Don't belong. Dangerous, like you. Can't be controlled. Can't be trusted. Everyone could just go on without me and not have to worry. People could be what they wanted to be. Could be with the people they wanted. Live simple. No secrets.

River ,'Objects In Space'


Spike's Bitches 21 Gunn Salute  

[NAFDA] Spike-centric discussion. Lusty, lewd (only occasionally crude), risque (and frisque), bawdy (Oh, lawdy!), flirty ('cuz we're purty), raunchy talk inside. Caveat lector.


Jessica - Jan 04, 2005 6:15:05 pm PST #1255 of 10002
And then Ortus came and said "It's Ortin' time" and they all Orted off into the sunset

ION, I have joined the Firefoxers. And gmailers.

one of us...one of us...

My baby* brother was allergic to eggs as an infant, but he outgrew it. Sadly, the lethal peanut allergy stayed.

(*For all values of "baby" which include "ginormous hulking teenager." He's a full head taller than me, and I can't cope.)


sumi - Jan 04, 2005 6:34:20 pm PST #1256 of 10002
Art Crawl!!!

Lilty! I'm so totally with you on the Leo- Love. Did you recognize the actor? He looked so familiar. . .


Susan W. - Jan 04, 2005 6:35:55 pm PST #1257 of 10002
Good Trouble and Righteous Fights

Thanks, Plei! That looks great.


DCJensen - Jan 04, 2005 6:40:21 pm PST #1258 of 10002
All is well that ends in pizza.

Ice Pirates coming on DVD February 15th


§ ita § - Jan 04, 2005 6:46:48 pm PST #1259 of 10002
Well not canonically, no, but this is transformative fiction.

It was FRUIT cake. And you didn't die.

So we're good, right?


Amy - Jan 04, 2005 6:46:59 pm PST #1260 of 10002
Because books.

How do you handle biting? O's taken to biting my shoulder

Sara was doing that all summer, and whenever possible I just put her down. With a firm "no," but nothing too dramatic -- I can already tell she's the type who will do something again and again if you make a big deal out of it being a real no-no. She stopped with the biting on her own, but it surprised the hell out of me -- I don't remember the boys ever doing that.

{{Cass}} Feel better! Drink tea. Snuggle under the blankets. Read porn. (What? It always makes me feel better.)

Stumbling off to bed...


Lee - Jan 04, 2005 6:49:45 pm PST #1261 of 10002
The feeling you get when your brain finally lets your heart get in its pants.

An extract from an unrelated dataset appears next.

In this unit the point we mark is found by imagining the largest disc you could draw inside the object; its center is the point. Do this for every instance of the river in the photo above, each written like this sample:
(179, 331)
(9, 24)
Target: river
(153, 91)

It was FRUIT cake. And you didn't die.

So we're good, right?

Oh, totally. I mean, if you had really tried to kill me, there would have been pinkies involved. And death Still, "ita tried to kill me" sounds better than "I couldn't tell the difference between fruitcake and chocolate cake, so I sneezed a lot".


§ ita § - Jan 04, 2005 6:52:29 pm PST #1262 of 10002
Well not canonically, no, but this is transformative fiction.

I just... I just don't want people to go around thinking I attempted to kill someone and failed. I would be mortified.

No one will ever get to say I tried to kill them.


Lee - Jan 04, 2005 8:32:21 pm PST #1263 of 10002
The feeling you get when your brain finally lets your heart get in its pants.

No one will ever get to say I tried to kill them.

Unless they are Darla.


Beverly - Jan 04, 2005 9:01:59 pm PST #1264 of 10002
Days shrink and grow cold, sunlight through leaves is my song. Winter is long.

Killing with cake... if you have to go, that's a great way to go.

You fall into the koi pond at the botanical gardens; you fall in the street and knock out two teeth; you break your hand in karate; you are injured in a golf cart accident; and you get eight stitches from a defective wine bottle and nobody ever lets you forget it.

You forgot getting attacked by a beserker cat.

My life was made so much nicer by the high school drama class in "how to fall." Since falling has been unavoidable throughout my life, knowing how to land without, or with minimal, injury was a valuable skill to learn.